The Central Limit Theorem

The Central Limit Theorem

Introduction

In some of my articles, I have referred to The Central Limit Theorem, a development in probability theory. It can be stated

“When independent identically distributed random variables are added, their normalized sum tends toward a normal distribution (informally a “bell curve”) even if the original variables themselves are not normally distributed.”

We can apply this principle to many practical problems to analyze the distribution of the sample mean. In this article, I provide graphical and mathematical descriptions and a practical example.

A Uniform Distribution

To illustrate the Central Limit Theorem, consider the variable x, which is uniformly distributed between a lower limit (a) and an upper limit (b), described as. Using Minitab, 1000 samples of x from the distribution is were simulated. The x values were plotted as a histogram, figure 1.

Figure 1

Since there are 20 equal sized intervals, we expect 50 samples per interval. The histogram shows the frequency in each interval is about 50 and the average is about 0.5.

Now consider the average of two x’s, i.e., $-\bar{x}=(x_2-x_1)/2-$. In this case, I used the first sample as x1 and sampled another 1000 for x2. The averages were plotted as a histogram, figure 2.

Figure 2

Now the averages don’t follow a uniform distribution but appear to follow a triangular distribution. Repeating the process, the histogram of the average of 3 uniformly distributed x’s is shown in figure 3.

Figure 3

Now the distribution of the averages shows some curvature in the sides and some flattening of the center. Extending this process, the average of 12 uniformly distributed x’s is calculated, figure 4.

Figure 4

The distribution of the average is starting to show a bell shaped curve, i.e., a normal distribution.

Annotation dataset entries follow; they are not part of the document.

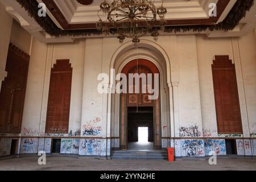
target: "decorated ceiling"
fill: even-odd
[[[97,30],[96,22],[98,20],[97,12],[100,5],[104,0],[13,1],[15,2],[0,0],[7,10],[9,10],[7,11],[15,16],[22,26],[23,22],[28,27],[29,24],[30,29],[36,27],[41,34],[44,32],[45,37],[78,37],[102,34],[101,31]],[[38,15],[38,5],[42,2],[46,5],[46,17]],[[254,0],[165,0],[163,5],[167,10],[167,24],[163,33],[233,31],[245,26],[243,18],[252,7],[255,9],[254,2]],[[155,0],[154,2],[156,6],[161,3],[160,0]],[[214,16],[210,16],[208,13],[210,3],[216,5],[217,13]],[[33,20],[26,17],[24,11]],[[251,13],[250,15],[255,18],[254,14]],[[114,34],[115,29],[110,27],[110,33]]]

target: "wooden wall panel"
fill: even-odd
[[[228,56],[216,56],[212,65],[219,134],[242,133],[234,64]]]
[[[30,56],[10,44],[0,93],[0,133],[20,133]]]
[[[51,72],[46,133],[68,133],[72,68],[57,60]]]

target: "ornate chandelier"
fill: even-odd
[[[119,42],[125,38],[133,39],[138,43],[139,38],[147,32],[151,33],[155,40],[157,40],[160,27],[164,30],[166,20],[164,15],[167,13],[163,7],[163,0],[159,7],[156,7],[152,0],[114,0],[109,4],[106,0],[102,2],[98,11],[100,20],[96,22],[98,31],[107,35],[111,31],[117,33]],[[100,15],[106,15],[103,20]],[[159,20],[157,20],[158,15]]]

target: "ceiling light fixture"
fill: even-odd
[[[147,32],[157,40],[159,27],[164,30],[167,23],[164,16],[167,11],[163,3],[163,0],[161,6],[156,8],[154,1],[151,0],[114,0],[111,4],[105,0],[100,6],[100,20],[96,22],[96,28],[105,35],[108,35],[110,28],[113,28],[121,43],[125,38],[129,38],[137,44],[139,38]],[[101,16],[106,15],[105,20],[102,20],[100,13]]]

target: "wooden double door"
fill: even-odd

Note that the center remains at about 0.5 and that the variation is getting smaller.

Probability

For the uniformly distributed random variable $-x~U(0,1)-$, the average and the variance of the distribution are calculated as

$$\mu_x=\int_{0}^{1}xf(x)dx=0.5$$

where $-f(x)=1-$ for a variable distributed as U(0,1).

and

$$\sigma^2=\int_{0}^{1}(x-\mu)^2f(x)dx=1/12$$

For figures 2 to 4, 1000 samples of size n were generated for the simulation.  The average $-\bar{x}-$ of each group of size n was calculated as

$$\bar{x}=\frac{1}{n}\sum_{i=1}^{i=n}x_i$$

It can be shown that the distribution average of $-\bar{x}-$ is

$$\mu_\bar{x}=\mu$$

And the variance is

$$\sigma_\bar{x}^2=\sigma^2$$

And as n get larger, the distribution approaches a normal distribution, $-N(\mu,\sigma^2/n)-$. Note that the average remains the same, but the variance decreases with increasing sample size n.

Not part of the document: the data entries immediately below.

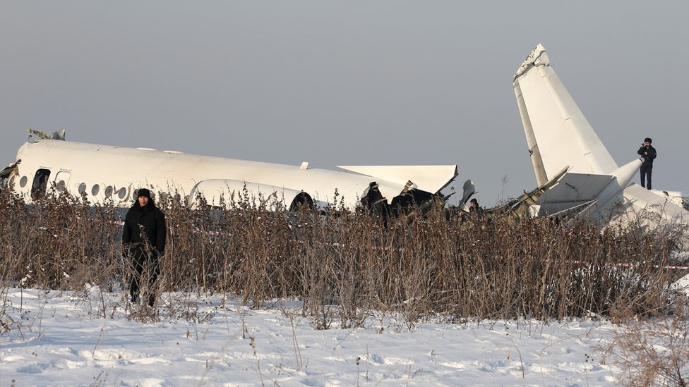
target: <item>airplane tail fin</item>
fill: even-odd
[[[617,164],[551,67],[539,44],[513,79],[536,180],[545,184],[561,169],[609,174]]]

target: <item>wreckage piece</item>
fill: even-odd
[[[269,208],[306,204],[354,210],[371,187],[385,205],[400,198],[420,203],[439,195],[457,176],[455,165],[404,166],[397,173],[394,166],[347,167],[367,176],[311,168],[305,163],[282,165],[44,139],[22,145],[17,160],[21,163],[11,166],[8,185],[28,201],[67,191],[91,203],[112,201],[122,207],[131,205],[136,190],[146,188],[159,196],[177,193],[189,203],[203,197],[219,207],[249,201]]]
[[[649,195],[631,183],[642,161],[618,166],[551,66],[542,45],[531,51],[513,81],[537,183],[543,185],[568,168],[540,195],[539,216],[589,203],[577,213],[601,223],[623,221],[649,209],[666,220],[689,222],[689,212],[676,200]]]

For n=12, the standard deviation of the average is

$$\sigma_\bar{x}=\sqrt{\sigma^2/n}$$

So for figure 4, the distribution of the averages of 12 samples is approximately normally distributed with an average of 0.5 and a standard deviation of 1/12.  This gives a  range of (0.25,0.75). This is readily apparent in figure 4 as all of the 1000 averages fall in the expected range.

A more general expression occurs for T, a linear combinations of independent random variables x.

$$T=\sum_{i=1}^{i=n}k_ix_i$$

Here k1, k2, k3 … kn are real constants. It can be shown that the average of T is

$$\mu_T=\sum_{i=1}^{i=n}k_i\mu_i$$

This indicates that the average of a linear combination of n random variables will be the same linear combination of individual averages. Also,

$$\sigma_T^2=\sum_{i=1}^{i=n}k_i^2\sigma_i^2$$

This indicates the variance of a linear combination of n random variables will be a linear sum of the individual variances. This conclusion does not say that the T variables are normally distributed. For instance, if one of the x elements had a much larger variance than the other components, then it might control the distribution of the T variables.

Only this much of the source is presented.